Worry About: Intense Calf Pain Accompanied By Redness

A tight set of calf muscles could be what's left-over from a hard hill sprint session the day before. But if that soreness is coupled with redness and swelling, then you could be suffering from deep vein thrombosis, or an interior-leg blood clot.

This is a relatively common problem that many people face, especially if they happen to sit for extended periods throughout the day.

If you experience this problem, have it checked out, so you know for sure what's going on. Also, be sure to drink plenty of water to help ensure that you get plenty of blood flow to the region.

Stay hydrated! You don't need a prescription for water.

Don't Stress About: Tight Shoulder And Neck Muscles

If you wake up and can hardly turn your head to the side, you might be tempted to see a doctor immediately because this pain will hinder your ability to sustain daily activities.

But stress not. Typically, this is caused by nothing more than a kink in the neck from sleeping in an awkward position or a build-up of tension in the neck and shoulder muscles.

To help prevent this problem from occurring, make sure that you're sleeping on a good-sized pillow that isn't too high or low. Also, perform shoulder rolls and neck rolls multiple times per day to reduce built-up tension.

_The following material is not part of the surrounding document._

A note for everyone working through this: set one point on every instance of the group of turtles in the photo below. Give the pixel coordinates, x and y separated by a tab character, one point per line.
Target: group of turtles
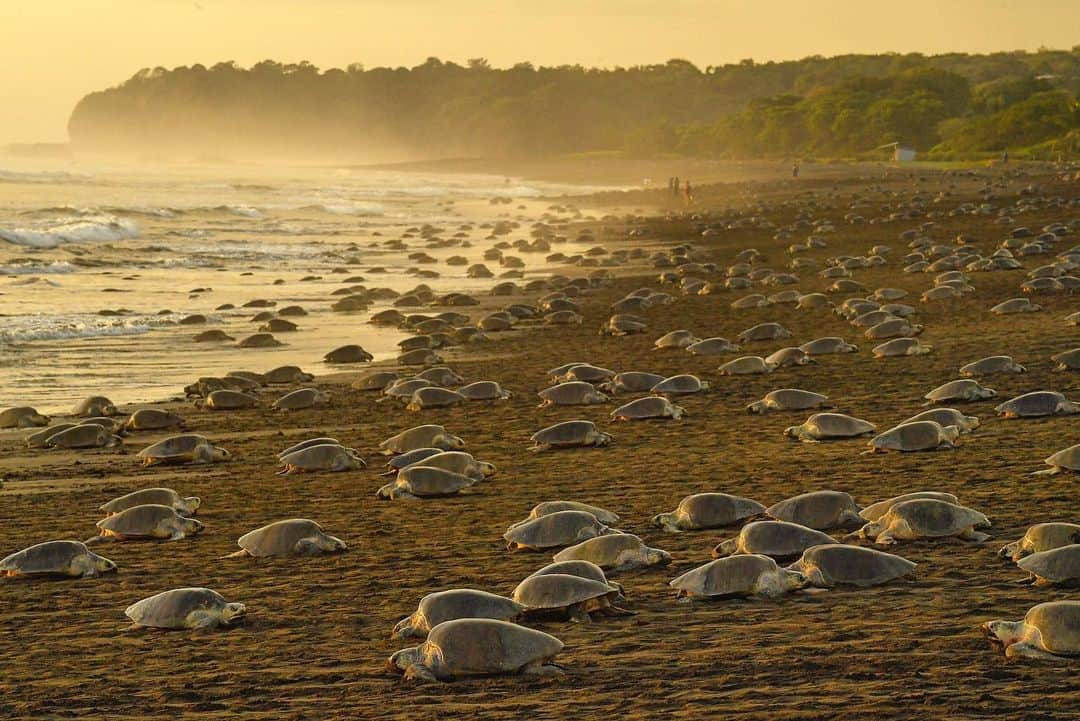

Worry About: Long-Term Pain in the Biceps

If you're like many men, you're in the gym making sure to hit your arms with a vengeance. Developing big biceps is a goal for many and as such, they're going to dedicate a high amount of time to working this muscle each and every week. Without a doubt, this is going to lead to some soreness from time to time.

But if that soreness is persistent for a lengthy period of time, it might be a good idea to get it checked out in case it represents something more.

For example, Parkinson's disease can present itself in the form of extreme pain in both of the lower biceps muscles. The chances may be rare that this is actually what's going on, but it's not something to take lightly.

Get it checked out so you can be safe, rather than sorry.

Persistent biceps pain? Put down the guns. Better safe than sorry!

Don't Stress About: Highly Localized Pain That Hurts Most When Pressure Is Applied

Finally, the last type of workout pain you may experience will be highly localized to one area of the body that hurts most when pressure is applied.

If you notice that you experience pain and tenderness to one area any time you press directly on it, chances are this is nothing more than a tense set of muscle fibers in that region, sometimes called a "knot."

This is typically going to occur after a hard workout session or after you introduce a new movement. This pain is nothing to get too stressed over.

The best cure for this type of pain is to simply rest the area and apply some ice if it's within 24 hours, or heat anytime after. Light stretching can also help relax the muscle fibers and ease the pain, as can a deep-tissue massage.

As you go about your workout sessions, keep these pain thresholds in mind. Don't be so quick to ignore your pain, because pain is the most effective signal that something isn't right. Be knowledgeable about what to take seriously.


  1. Gilbert, G. (2004). Biceps Pain As The Presenting Symptom Of Parkinson Disease: Effective Treatment With L-Dopa. Southern Medical Journal. 97(8).